Unverantwortlicher Halligallitag

Um sie genau daran zu erinnern, war der Muttertag vielleicht sogar ganz nützlich. Dass man sich mal besann, so als Frau, und dass es eben deshalb Muttertag hieß und nicht Unverantwortlicher Halligallitag oder Lustiger Turboschlampentag oder was weiß ich. Immer schön die Kirche im Dorf lassen – so lautete das Gebot der Stunde.

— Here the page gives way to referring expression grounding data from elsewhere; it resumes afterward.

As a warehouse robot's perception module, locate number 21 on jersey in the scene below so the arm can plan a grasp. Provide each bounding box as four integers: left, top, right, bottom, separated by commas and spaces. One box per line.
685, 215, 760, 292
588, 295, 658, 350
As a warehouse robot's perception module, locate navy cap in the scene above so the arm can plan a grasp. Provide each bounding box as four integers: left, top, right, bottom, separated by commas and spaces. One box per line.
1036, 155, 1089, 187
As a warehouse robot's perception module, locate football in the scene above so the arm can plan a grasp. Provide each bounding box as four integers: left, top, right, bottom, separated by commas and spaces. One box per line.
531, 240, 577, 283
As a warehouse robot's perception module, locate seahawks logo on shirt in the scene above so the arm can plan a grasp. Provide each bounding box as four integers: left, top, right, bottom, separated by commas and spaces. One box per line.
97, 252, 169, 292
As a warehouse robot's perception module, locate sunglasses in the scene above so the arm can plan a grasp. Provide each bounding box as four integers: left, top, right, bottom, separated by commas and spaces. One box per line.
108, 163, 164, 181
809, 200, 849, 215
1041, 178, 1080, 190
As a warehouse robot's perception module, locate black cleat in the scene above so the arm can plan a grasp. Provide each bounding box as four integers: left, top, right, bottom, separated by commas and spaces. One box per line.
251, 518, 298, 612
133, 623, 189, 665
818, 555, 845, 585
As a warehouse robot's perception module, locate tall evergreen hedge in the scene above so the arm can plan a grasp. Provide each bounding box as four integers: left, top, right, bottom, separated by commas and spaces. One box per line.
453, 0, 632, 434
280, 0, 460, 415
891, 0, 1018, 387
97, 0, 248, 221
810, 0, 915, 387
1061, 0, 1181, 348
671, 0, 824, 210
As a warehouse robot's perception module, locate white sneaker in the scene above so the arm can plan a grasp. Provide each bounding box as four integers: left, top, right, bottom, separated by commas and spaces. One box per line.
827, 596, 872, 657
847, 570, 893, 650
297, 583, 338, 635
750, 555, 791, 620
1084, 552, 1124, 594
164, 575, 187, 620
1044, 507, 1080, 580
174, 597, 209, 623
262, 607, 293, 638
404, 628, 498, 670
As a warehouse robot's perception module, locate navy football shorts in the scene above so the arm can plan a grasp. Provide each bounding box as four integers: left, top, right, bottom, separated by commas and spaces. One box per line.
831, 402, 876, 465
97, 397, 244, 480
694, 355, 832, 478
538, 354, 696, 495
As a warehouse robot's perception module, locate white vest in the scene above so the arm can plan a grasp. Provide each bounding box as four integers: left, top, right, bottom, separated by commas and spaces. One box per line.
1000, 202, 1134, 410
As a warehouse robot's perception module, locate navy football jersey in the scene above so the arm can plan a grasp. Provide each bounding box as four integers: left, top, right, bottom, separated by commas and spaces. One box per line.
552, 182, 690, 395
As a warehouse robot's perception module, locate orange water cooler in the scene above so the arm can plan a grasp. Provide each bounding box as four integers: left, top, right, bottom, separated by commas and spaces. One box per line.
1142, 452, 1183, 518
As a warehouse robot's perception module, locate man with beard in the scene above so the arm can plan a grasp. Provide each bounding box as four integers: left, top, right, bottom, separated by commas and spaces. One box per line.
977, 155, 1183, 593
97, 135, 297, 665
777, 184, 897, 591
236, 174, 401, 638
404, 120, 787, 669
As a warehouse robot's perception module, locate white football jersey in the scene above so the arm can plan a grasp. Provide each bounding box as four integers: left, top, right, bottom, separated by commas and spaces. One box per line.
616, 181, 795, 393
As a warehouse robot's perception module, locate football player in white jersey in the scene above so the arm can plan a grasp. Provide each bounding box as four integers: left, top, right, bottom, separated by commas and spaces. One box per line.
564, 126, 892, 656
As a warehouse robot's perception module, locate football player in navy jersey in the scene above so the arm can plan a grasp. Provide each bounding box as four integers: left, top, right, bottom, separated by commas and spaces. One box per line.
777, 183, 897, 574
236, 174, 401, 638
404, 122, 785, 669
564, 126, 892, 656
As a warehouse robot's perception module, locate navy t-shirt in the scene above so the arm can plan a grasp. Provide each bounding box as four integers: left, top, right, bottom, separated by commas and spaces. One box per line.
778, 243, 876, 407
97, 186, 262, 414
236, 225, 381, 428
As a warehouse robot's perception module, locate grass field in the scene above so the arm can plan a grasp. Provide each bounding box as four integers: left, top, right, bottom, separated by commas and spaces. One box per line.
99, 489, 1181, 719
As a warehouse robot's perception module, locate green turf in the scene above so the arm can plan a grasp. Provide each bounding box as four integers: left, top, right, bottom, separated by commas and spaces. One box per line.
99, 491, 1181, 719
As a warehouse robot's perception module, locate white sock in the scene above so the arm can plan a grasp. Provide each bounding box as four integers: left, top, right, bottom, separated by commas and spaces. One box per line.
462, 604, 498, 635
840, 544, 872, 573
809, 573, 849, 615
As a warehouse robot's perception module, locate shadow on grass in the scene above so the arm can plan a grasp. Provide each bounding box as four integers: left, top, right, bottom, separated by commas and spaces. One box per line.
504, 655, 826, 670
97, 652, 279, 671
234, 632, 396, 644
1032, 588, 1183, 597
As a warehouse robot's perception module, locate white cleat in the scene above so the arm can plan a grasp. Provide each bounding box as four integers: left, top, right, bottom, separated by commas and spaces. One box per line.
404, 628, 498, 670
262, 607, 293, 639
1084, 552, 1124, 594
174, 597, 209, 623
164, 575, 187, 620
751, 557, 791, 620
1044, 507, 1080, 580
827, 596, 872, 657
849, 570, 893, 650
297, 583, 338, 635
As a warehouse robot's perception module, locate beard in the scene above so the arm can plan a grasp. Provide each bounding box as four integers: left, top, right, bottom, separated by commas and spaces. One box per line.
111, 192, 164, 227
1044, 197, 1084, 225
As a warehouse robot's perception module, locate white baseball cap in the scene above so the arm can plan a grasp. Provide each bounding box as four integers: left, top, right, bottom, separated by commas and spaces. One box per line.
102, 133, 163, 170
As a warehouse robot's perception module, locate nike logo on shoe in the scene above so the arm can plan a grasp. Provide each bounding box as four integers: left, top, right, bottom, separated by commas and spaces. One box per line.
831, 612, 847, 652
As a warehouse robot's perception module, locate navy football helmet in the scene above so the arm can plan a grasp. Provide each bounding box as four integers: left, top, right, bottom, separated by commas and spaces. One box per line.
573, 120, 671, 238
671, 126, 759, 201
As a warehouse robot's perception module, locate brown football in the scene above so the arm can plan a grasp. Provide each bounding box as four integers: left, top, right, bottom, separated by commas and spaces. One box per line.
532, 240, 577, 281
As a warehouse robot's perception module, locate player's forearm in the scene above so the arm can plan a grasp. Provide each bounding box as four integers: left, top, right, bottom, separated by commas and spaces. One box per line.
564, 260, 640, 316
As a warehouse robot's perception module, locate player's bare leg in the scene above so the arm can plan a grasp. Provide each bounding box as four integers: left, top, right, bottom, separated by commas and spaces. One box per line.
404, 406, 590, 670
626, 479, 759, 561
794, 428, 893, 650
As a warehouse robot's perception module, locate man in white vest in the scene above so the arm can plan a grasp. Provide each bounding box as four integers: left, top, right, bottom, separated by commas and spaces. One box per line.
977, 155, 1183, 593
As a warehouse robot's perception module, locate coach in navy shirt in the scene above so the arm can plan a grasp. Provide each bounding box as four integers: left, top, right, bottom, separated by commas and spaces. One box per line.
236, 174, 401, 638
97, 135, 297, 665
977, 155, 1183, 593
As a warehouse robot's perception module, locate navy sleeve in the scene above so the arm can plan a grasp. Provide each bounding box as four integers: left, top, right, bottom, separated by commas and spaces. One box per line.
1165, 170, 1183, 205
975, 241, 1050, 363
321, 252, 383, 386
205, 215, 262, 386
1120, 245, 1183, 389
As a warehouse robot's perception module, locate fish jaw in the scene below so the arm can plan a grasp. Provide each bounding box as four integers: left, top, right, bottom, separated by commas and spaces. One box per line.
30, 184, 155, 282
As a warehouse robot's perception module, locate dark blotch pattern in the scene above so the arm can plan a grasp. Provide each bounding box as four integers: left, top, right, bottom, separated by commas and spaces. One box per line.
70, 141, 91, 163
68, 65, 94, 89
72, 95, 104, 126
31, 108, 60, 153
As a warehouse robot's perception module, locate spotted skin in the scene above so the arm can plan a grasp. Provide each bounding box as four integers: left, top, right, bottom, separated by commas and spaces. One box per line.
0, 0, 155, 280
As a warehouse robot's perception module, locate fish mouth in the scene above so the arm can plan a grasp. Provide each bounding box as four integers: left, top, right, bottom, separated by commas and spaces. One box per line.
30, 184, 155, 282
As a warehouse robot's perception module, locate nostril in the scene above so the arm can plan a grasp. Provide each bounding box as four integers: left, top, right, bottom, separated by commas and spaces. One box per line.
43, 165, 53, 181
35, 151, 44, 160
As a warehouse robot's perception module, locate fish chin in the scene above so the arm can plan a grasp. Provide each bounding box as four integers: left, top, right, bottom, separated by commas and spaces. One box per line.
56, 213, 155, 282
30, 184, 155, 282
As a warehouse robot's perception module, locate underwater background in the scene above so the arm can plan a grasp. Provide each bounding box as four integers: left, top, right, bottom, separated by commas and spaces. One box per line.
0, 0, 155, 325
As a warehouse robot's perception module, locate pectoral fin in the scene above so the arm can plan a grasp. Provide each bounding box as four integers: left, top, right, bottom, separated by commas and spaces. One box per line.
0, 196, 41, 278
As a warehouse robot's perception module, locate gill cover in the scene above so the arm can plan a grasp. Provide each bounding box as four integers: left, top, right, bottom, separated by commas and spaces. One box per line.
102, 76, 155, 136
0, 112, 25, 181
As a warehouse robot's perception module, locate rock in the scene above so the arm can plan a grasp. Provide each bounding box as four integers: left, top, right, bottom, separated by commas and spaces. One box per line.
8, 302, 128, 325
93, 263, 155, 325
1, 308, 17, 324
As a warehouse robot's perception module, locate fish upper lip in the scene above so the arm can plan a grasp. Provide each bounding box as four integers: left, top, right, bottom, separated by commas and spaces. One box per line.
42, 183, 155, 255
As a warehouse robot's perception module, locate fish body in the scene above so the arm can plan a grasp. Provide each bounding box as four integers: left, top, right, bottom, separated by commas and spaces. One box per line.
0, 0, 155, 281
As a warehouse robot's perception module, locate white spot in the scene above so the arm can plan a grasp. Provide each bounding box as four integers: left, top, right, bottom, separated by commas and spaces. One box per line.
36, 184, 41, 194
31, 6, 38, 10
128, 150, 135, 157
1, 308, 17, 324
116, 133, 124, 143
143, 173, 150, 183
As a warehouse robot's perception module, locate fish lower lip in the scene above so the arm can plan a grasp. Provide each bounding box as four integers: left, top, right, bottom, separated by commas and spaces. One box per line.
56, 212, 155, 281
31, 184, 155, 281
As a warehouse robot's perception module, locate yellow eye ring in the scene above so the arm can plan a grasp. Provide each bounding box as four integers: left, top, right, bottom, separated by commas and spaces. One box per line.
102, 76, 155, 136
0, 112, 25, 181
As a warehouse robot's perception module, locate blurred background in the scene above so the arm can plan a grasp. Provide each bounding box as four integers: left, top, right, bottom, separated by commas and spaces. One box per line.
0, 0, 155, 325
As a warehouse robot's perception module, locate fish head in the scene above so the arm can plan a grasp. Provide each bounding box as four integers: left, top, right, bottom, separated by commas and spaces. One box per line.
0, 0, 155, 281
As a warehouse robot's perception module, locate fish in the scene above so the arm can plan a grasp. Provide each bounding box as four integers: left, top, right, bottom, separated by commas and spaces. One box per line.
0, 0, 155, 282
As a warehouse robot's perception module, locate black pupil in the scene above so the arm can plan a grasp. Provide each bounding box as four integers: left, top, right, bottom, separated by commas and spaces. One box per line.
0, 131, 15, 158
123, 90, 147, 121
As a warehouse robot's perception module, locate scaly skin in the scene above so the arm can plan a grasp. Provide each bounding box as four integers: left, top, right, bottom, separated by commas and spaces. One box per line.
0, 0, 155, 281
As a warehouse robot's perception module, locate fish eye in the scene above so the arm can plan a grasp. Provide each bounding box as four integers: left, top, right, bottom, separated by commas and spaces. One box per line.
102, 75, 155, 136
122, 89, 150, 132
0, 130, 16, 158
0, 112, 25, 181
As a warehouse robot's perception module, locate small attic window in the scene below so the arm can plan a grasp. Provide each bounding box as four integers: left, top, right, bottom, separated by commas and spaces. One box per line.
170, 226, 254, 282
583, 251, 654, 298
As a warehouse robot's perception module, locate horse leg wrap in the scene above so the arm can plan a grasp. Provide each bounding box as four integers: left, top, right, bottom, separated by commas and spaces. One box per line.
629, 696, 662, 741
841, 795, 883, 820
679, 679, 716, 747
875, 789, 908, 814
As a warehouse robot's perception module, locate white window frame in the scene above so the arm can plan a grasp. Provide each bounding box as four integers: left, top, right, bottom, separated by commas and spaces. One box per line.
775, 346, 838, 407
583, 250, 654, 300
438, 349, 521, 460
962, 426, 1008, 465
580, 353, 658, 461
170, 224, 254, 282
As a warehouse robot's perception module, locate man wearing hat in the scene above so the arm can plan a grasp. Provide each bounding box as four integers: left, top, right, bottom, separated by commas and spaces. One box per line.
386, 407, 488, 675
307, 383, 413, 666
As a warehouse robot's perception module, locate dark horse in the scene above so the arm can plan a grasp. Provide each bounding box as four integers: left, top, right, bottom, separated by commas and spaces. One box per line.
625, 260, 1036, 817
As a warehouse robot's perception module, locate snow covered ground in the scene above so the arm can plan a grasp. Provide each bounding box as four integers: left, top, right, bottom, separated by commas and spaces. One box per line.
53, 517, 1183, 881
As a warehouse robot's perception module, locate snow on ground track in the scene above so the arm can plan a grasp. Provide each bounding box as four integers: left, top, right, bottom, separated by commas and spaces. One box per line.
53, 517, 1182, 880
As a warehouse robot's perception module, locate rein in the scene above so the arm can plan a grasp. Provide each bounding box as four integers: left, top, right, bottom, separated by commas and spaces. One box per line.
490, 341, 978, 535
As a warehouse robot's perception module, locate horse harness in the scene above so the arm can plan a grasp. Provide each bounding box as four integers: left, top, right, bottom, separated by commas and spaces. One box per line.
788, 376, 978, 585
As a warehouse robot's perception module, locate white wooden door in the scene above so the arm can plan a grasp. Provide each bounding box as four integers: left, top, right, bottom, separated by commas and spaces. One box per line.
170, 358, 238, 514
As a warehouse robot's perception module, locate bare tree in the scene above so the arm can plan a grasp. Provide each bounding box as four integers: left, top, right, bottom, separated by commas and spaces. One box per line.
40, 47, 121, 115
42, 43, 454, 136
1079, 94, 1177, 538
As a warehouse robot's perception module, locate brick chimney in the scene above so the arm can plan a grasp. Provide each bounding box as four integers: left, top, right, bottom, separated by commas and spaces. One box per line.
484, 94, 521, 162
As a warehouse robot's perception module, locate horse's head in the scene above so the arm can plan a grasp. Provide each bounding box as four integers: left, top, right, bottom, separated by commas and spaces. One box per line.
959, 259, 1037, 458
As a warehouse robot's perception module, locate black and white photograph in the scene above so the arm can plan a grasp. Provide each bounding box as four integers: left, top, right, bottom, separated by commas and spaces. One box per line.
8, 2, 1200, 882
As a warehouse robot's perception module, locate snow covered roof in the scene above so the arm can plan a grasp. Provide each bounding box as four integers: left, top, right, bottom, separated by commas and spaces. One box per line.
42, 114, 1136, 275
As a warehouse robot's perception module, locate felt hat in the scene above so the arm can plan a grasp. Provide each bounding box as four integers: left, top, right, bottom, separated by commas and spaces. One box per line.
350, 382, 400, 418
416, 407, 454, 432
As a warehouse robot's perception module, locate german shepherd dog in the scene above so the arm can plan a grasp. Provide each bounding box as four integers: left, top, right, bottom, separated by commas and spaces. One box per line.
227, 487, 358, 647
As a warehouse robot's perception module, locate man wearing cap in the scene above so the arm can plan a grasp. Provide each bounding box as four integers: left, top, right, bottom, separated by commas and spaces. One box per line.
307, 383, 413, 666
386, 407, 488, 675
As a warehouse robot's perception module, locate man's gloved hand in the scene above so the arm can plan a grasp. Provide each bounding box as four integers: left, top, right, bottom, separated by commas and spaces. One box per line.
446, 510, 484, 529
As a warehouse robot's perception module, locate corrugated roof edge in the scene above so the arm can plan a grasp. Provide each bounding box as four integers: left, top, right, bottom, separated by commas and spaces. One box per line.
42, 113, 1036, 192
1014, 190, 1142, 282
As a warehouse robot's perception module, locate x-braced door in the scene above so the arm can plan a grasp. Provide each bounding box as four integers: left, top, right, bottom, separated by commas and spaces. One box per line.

Dabei war Mutter ja durchaus nicht doof. Sie hatte immerhin die Mondrakete erfunden und auch selbst zusammengeschraubt. Während ihrer Zeit als Senior Head Construction Manager bei der Nasa war sie sooo dicke mit Neil, Lance und übrigens auch Louis Armstrong: In den Bars in und um Upton, Missouri, nannte man das lebenslustige Quartett aus den drei ungleichen Brüdern und der attraktiven jungen Deutschen mit dem Platinblick nur „The Fucking Four.“ Doch es war zum Glück nicht unbedingt die Zeit, da sich ein Mädchen über Gebühr selbst verwirklichte.

Anstand herrschte, und der Mensch gehorchte. Also zog sich Mutter, nachdem sie unseren Vater beim Eisbeinessen im Hamelner Gewandhaus kennengelernt hatte, in den Haushalt zurück und kümmerte sich um die Kinder, die sie mit dem Ausstoß einer, zugegebenermaßen langsamen, Tennisballmaschine warf.

Grandmaster Flash in Astrophysik

Letztlich hatte sie ihren Grandmaster Flash in Astrophysik für die Familie und nicht zuletzt auch Vaters Karriere geopfert: Seit zwanzig Jahren war der nun stolzer zweiter Hallenwart in der Turnhalle der Salomon-Hurtig-Grundschule. Sofern er es geschickt anstellte, könnte er in zehn Jahren bis zum dritten Hallenwart aufsteigen, und kurz vor seiner Pensionierung am Ende gar zum vierten. Der vierte Hallenwart durfte immer die Fußkäsematten ausbürsten, und alles, was er darin fand, mit nach Hause nehmen: ein großes Privileg.

Wir Kinder konnten auch nicht in der Küche helfen. Wir waren schließlich fünf Jungen. Und hätte auch nur einer einmal eine Gabel abgespült, wären uns ad hoc die Klöten abgefault. So hatte zumindest Vater gewarnt. Ein Junge hatte sich seine Kraft für den Sport, die Jagd und den Krieg aufzusparen. Da blieb keine Zeit für Mädchenkram. Als Vater kurz aus dem Zimmer war, wollten wir trotzdem schnell ein Gedicht aufsagen: „Du liebe, gute Mutter …“, fingen wir an, doch Mutter brachte uns zum Schweigen, indem sie den Tisch und alle Stühle umwarf.

„Liebe Mutter, pah, geschissen!“, schnaubte sie. Sie wirkte ziemlich geladen, wie überhaupt seit dreißig Jahren schon, denn exakt so lange wartete sie nun darauf, dass unser ältester Bruder Holger endlich auszog. Holger the Folger. Windeln wechseln, Schuhe zubinden, politisch rechtslastige Streitgespräche am Mittagstisch führen – von alledem hatte sie schön langsam den Kragen voll. Es wäre echt super gewesen, den Aufwand nur noch mal vier anstatt mal fünf zu haben. Aber das Leben ist nun mal kein Wunschkonzert – das hatte Vater ihr bereits prophezeit, als die beiden damals im Besucherraum seiner Haftanstalt geheiratet hatten. Der Gefängnisdirektor hatte wissend dazu genickt und an einem mürben Gürkchen gekaut.

Auf einmal wurde es ganz schnell dunkel, obwohl es erst vier Uhr nachmittags war. Vielleicht ging die Uhr ja falsch, aber egal: Mutters großer Tag war jedenfalls vorüber, doch sie freute sich schon wie eine Schneekönigin aufs nächste Jahr.